Not only can you fight City Hall, sometimes City Hall can fight itself and win — defeating civic inertia and civic politics.
So, good job, Los Angeles! As of Tuesday, the city's January ban on single-use plastic bags for many big retailers extends to more than 7,000 small grocers, markets, convenience stores and drugstores.
This is a good thing for very good reasons. They include:
Consideration for the planet we must inhabit until Elon Musk can get us to the Mars Club Med. Tens of thousands of sea mammals and turtles die every year because they eat the plastic junk that we dump.
Aesthetic. It’s gross to see these bags clinging to fences like dead jellyfish and gathered into big dirty tumbleweeds lolloping across a windy landscape.
Self-interest. The 12 or 14 petroleum-product plastic bags you may use unthinkingly every week could fuel a mile of driving, according to environmentalists. That’s 52 miles a year, at least. Considering that Californians use billions of these bags a year, a lot of freeway miles are going into a landfill.
If you're still not persuaded, too bad, because now it's the law.
To help ease everyone into compliance, the city has been handing out donated reusable shopping bags for several years.
Now it'll have its own signature bag.

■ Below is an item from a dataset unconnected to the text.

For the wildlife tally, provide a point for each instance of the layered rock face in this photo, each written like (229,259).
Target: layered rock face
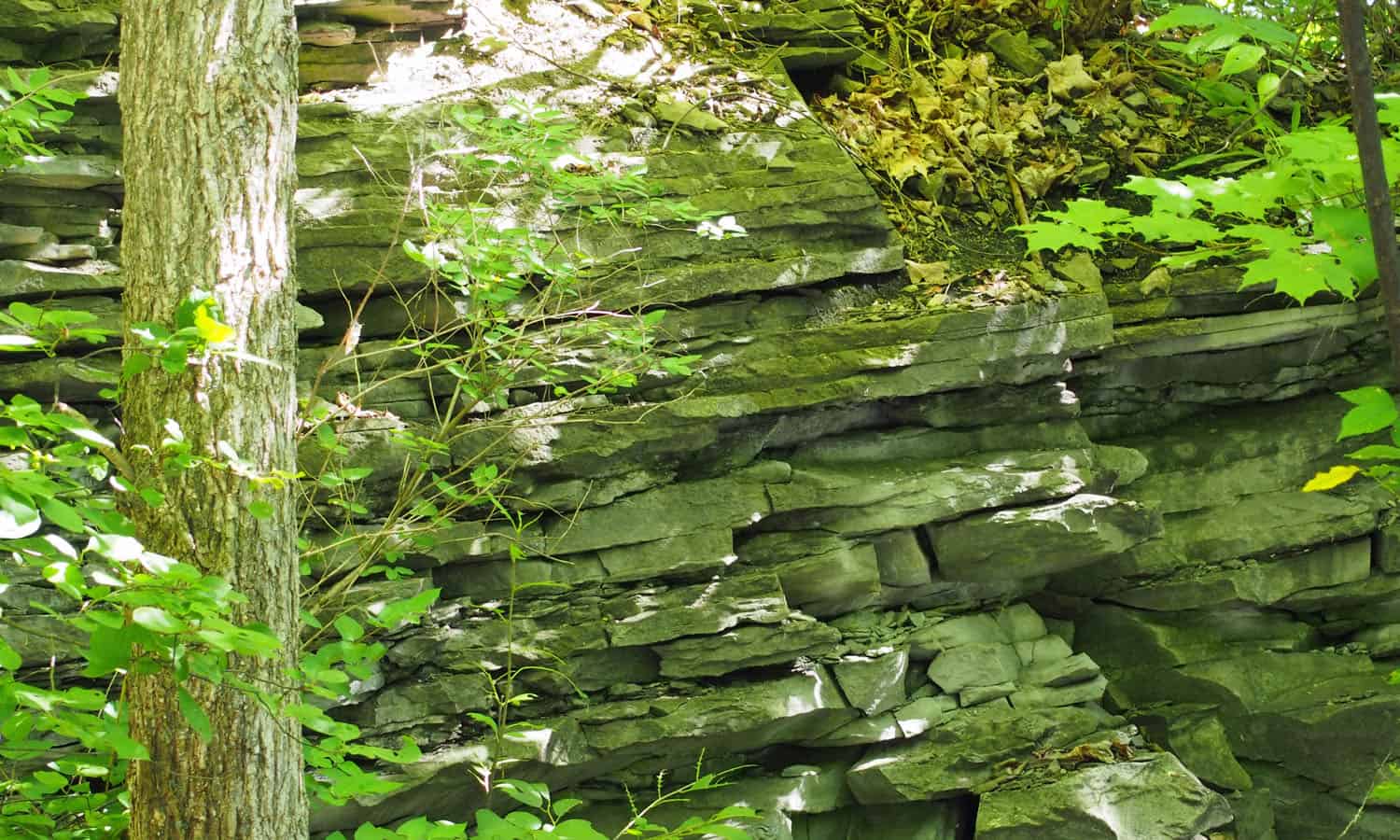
(1030,570)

The ordinance's author, council member Paul Koretz, announced on the City Hall steps Monday that thousands of these will be given away at markets in L.A.'s poorer neighborhoods, where a dime to buy a paper bag — which is what it now costs — can be a big deal.

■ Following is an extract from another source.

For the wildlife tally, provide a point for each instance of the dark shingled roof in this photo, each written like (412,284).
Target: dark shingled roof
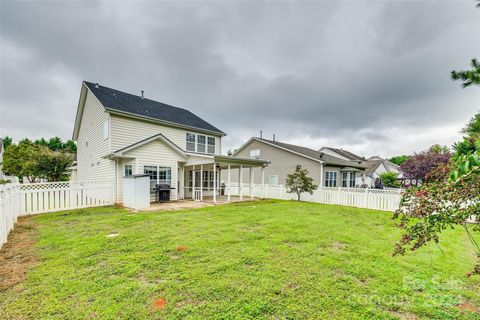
(125,102)
(329,160)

The black and green nylon bag is paid for by grants and produced by Green Vets LA and Homeboy Industries. The logo — a stylized City Hall against mountains and palms — was designed by Melodie Pisciotti, who won over about 200 other entries in an online competition, which was suggested by yours truly and carried out by the mayor's office.

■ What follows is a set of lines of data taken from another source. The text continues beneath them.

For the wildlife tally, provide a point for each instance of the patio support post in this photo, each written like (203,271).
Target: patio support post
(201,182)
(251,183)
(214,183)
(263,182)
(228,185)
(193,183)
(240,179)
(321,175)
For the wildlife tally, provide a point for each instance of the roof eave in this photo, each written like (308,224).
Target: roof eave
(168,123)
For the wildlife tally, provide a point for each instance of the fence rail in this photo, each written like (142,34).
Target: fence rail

There were a lot of suits on the City Hall steps, but the photo op of the morning was the Bag Monster, James Alamillo of Heal the Bay, who for years has been dressing in a suit of flimsy, tattered plastic bags. I think I saw the telltale black and white of an ancient I. Magnin's bag in there, a reminder of how long it can take a bag to begin to degrade: If William the Conqueror, who never could conquer his big belly, had brought a Safeway plastic bag full of groceries with him when he took over England in 1066, it would still be decomposing.